The latest release from Angie and the Deserters, a six song EP entitled You, continues to build on her rapidly blossoming reputation as one of the best vocals working today within the Americana genre. Her voice has remarkable versatility – she is as adept at gentle balladry as she is bucket of blood blues, ala Joplin, and her compositions are distinguished by writing that embraces familiar elements and strongly personal qualities in equal measure. Her musical collaborators are an equally talented lot. They more than capably support Angie throughout the release and excel when given a chance to shine, but these are song-first musicians who resist virtuoso trips of any sort and, instead, look to enhance and build on what Angie’s songs require and accomplish. She is well served by outstanding production that gives her vocals the intimacy they deserve while still maintaining an entertaining balance between her singing and the musical accompaniment.
The first song “Stay” is notable for many things. Angie’s voice completely inhabits the experience of the song without ever playing it for melodrama. Much of this is attributable to her talent for phrasing things with just the right emotional amplitude and never attempt to overshadow the music around her but, instead, complement it. This is simply some solo vehicle in disguise. Angie and her cohorts show the genuine artistic chemistry they share in one fell swoop. The song never panders while still retaining enormous commercial potential. There’s a strong melody carrying much of the song that the lightly mournful violin accentuates, but the song’s emotional impact comes honestly from the beautiful, pitch perfect simplicity of the lyric and her vocals.
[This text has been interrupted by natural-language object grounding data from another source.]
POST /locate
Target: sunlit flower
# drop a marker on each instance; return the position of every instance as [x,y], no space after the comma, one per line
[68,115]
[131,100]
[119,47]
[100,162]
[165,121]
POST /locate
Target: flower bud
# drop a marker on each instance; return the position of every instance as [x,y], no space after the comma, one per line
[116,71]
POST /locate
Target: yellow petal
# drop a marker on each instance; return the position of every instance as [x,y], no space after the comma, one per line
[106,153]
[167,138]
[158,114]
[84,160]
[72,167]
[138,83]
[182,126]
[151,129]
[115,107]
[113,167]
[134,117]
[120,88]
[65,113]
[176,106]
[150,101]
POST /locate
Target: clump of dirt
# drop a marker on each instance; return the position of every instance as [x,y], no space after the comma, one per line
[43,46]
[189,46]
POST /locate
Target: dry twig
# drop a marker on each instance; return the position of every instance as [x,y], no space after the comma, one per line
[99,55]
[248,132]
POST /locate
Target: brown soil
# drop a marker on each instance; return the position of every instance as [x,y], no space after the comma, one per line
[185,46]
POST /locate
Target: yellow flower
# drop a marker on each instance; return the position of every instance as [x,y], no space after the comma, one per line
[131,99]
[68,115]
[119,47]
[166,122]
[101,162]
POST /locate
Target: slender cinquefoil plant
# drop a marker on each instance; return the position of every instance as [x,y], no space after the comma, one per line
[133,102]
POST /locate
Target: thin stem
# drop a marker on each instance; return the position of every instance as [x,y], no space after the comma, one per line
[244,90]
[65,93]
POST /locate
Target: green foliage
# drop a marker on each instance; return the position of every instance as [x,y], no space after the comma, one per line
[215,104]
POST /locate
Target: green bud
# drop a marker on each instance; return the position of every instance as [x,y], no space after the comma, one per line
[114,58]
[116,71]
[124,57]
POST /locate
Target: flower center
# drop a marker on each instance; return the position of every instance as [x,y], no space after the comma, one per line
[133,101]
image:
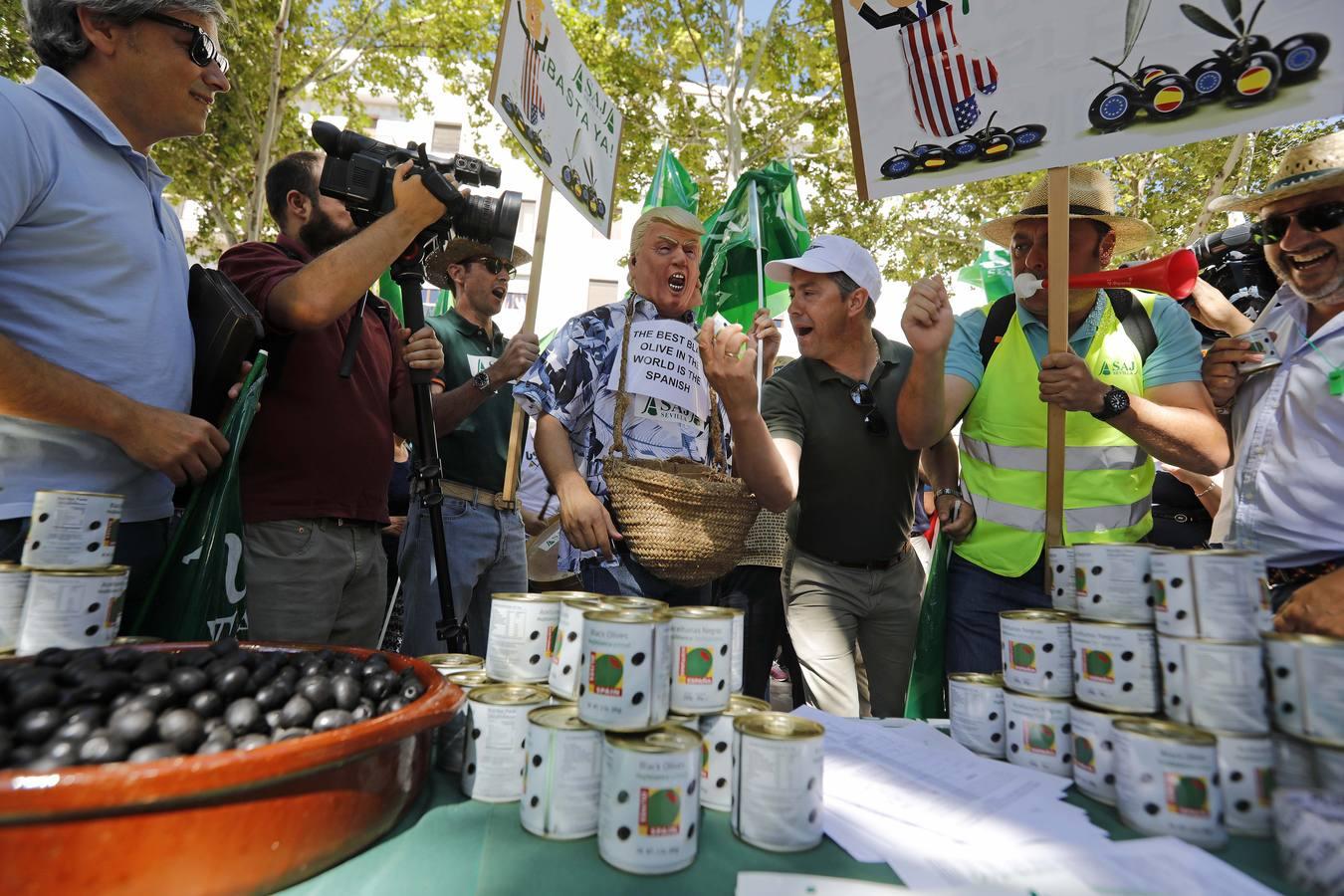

“Forgetting to Forget” opens with an acoustic sound and a deliberate pace. The patience that the band and Angie alike show in developing the opening pays off as the song starts its inevitable shift into a higher gear. The higher gear arrives with the first chorus and its airy melodic climb culminates in a very satisfying way. The title track opens a delicately structured waltz and Angie locks in with the distinctive tempo to great effect. The transitions from verse to verse are artfully handled and the drumming perfectly underscores the song’s aims. Listeners get their first uptempo Americana rocker with “17 Days” and we’re definitely returning to classic country territory. Angie’s lyrics conjure images of open highways, dimly lit motel rooms at dawn, empty beds, and a relaxed yearning in the musical presentation and singing that the understated lyrics play nicely with.
“Goodbyes” is a perfectly orchestrated finale moving slowly from a beautifully assembled acoustic opening into a dramatic chorus and a grand pop country zenith that never feels cheap. In the hands of lesser artists and performers, these sorts of moments in the genre feel impossibly calculated, but there isn’t a single moment on You that feels premeditated or false. Angie and the Deserters clearly mean every word of the six songs on her latest EP and the songwriting just continues to improve. If this is a prelude of work to come in the near future, the future is very bright.